10_Tipps_Dienstag_VorlageGerade für Erstgebärende ist die Geburt des Kindes oft eine Herausforderung. Nicht nur körperlich, sondern auch psychisch, denn man weiss ja eigentlich kaum was auf einen zukommt.

Unsicherheit ist aber ganz normal, wir werden euch diese auch nicht komplett nehmen können, jedoch haben wir uns gedacht, wir schreiben einfach mal Tipps auf, damit ihr der Geburt entspannter entgegensehen könnt.

1. Die Klinikwahl

Schaut euch vorab ruhig mehrere Kliniken und Geburtshäuser im Umkreis an, denn ihr müsst euch dort wohl fühlen. Achtet auf die Räumlichkeiten, darauf ob bestimmte, für euch wichtige Dinge (wie z.B. eine Geburtswanne) vorhanden sind. Versucht auch herauszuhören ob es Unstimmigkeiten im Team gibt oder ob das Personal gut miteinander auskommt, gerade in Stresssituationen ist es wichtig dass alle an einem Strang ziehen. 
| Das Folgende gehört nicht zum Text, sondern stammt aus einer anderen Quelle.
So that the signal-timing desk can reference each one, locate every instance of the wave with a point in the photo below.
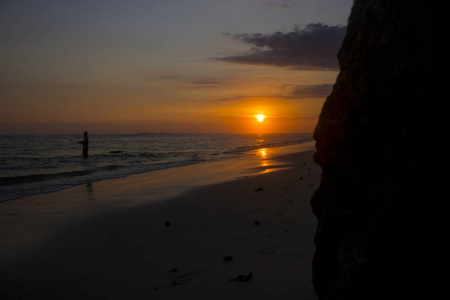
(5, 181)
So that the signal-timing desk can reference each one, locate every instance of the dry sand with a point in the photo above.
(174, 234)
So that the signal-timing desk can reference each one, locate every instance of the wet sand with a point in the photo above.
(183, 233)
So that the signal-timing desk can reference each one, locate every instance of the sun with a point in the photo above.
(260, 117)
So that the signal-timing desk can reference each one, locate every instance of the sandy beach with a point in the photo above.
(181, 233)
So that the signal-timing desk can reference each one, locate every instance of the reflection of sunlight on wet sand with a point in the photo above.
(264, 162)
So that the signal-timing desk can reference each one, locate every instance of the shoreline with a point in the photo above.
(118, 239)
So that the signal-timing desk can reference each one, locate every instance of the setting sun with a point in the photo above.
(260, 117)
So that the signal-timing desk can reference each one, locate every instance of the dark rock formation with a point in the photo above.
(382, 226)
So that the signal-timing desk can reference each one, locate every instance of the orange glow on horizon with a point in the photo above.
(260, 117)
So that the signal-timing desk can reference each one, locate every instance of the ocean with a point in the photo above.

Auch, und es ist Schade dass dazu schreiben zu müssen, spielt die Hygiene eine große Rolle. Natürlich sind Keime nicht auf den ersten Blick sichtbar, das wäre zu einfach, aber man kann schon grob sehen ob ein Kranknhaus hygienisch/sauber ist. 

Wichtig ist: Ihr müsste euch wohl fühlen, sonst niemand. Nicht eure Begleitung oder jemand anderes, denn nur ihr selbst gebährt auch euer Kind.

2. Geburtsvorbereitungskurs

Beim Geburtsvorbereitungskurs werdet ihr, wie der Name schon sagt auf die Geburt vorbereitet. Dies kann Ängste und Sorgen nehmen, Unsicherheiten vorbeugen und offene Fragen beantworten. Im Kurs werden z.B. Dinge wie Atemübungen, Entspannungstechniken, spezielle Bewegungen, Geburtshaltungen, die anatomischen Vorgänge, die unterschiedlichen Wehenarten, das baldige Elternsein und Informationen zur Geburt ansich besprochen. 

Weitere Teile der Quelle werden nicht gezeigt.